Enter Pandora. I am not sure if she was waiting there when we arrived in Lewisporte, or if she showed up when I removed the first piece of joinery, or - if she just decided to drop by as I started removing the first bolt from the Diesel engine, In any case - she was there.
Starting the Refit
Getting the Diesel engine out was trivial compared to the other projects that awaited. It was out and sold within a week of our arrival. (An ever thankful THANK-YOU Brian and Ron!!!!) What I thought might be a challenge turned out to be the "easiest" project on the list. Remove Diesel engine - check.
The residual smell of diesel fuel was simply overwhelming. It gets that way on a boat that hasn't been aired out for over half a decade. The smell had permeated everything; the cushions, walls, wood, plastic, paint, screws, bolts, steel you name it - everything on Hakluyt reeked of diesel fuel.

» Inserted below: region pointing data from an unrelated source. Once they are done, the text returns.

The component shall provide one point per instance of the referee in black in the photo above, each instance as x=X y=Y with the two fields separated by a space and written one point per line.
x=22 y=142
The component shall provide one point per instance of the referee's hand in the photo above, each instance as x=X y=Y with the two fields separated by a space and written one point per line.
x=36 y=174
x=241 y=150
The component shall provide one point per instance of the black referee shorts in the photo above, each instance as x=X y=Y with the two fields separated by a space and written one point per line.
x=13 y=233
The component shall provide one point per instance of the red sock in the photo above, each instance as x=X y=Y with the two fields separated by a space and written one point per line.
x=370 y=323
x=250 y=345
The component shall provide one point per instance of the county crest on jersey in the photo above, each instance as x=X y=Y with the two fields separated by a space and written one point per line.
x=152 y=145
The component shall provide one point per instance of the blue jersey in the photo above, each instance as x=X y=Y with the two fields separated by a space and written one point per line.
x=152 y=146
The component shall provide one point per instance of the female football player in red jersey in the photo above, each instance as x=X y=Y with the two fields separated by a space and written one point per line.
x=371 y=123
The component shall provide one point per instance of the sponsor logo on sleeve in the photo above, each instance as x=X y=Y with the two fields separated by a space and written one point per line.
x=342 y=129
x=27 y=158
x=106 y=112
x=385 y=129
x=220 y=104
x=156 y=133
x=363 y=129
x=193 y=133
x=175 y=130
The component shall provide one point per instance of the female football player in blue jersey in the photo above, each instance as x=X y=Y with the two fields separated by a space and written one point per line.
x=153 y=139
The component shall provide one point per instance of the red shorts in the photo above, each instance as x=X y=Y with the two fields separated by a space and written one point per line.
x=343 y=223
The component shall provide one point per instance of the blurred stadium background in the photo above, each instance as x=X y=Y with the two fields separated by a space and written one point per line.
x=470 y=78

The rather large diesel tanks were next to be jettisoned and carried off by their new owner - however, this proved to be the first formidable challenge. The tanks were huge, full of fuel and weighed between 200-250 pounds each (sans fuel). Thankfully - with skyrocketing fuel prices there were several takers for the 100 gallons of 7 year old fuel stored in the tanks. The tanks were exponentially more difficult to remove than the engine. The starboard tank barely, just barely fit through the companion way opening (sorry stairs for all the scrapes and scratches...). In the end, a few Lewisporte locals got some extra diesel for their heating systems and the tanks were finally out.
Recycle old diesel fuel -check.
Remove fuel tanks - check.
With the fuel tanks out, the inner sanctum of the bilges were revealed. I am guessing the lower sanctum of the bilges haven't been visited by human eyes for perhaps 20 or 30 years. And I knew there was a certain amount of time I would serve my penance for being a bad human by washing bilges and ridding them of any diesel, oil, antifreeze, unknown chemical residues and other nastiness. This would have been an impossible task with the diesel tanks and water tanks situated over the lowest part of the bilges - so they all had to go...
Remove old water tanks - check.
Underneath, a myriad of residents such as filth, dirt, hair, corroded AA batteries, molded lentils, and other alien substances nestled peacefully in the bilges. This unseen and conveniently forgotten ecosystem devlops when you build a boat with items such as fuel tanks that won't allow access to the lowest parts of the bilge - things get lost, roll or float around and eventually don't want to be disturbed anymore so they come to rest in the most remote recesses of the bilge.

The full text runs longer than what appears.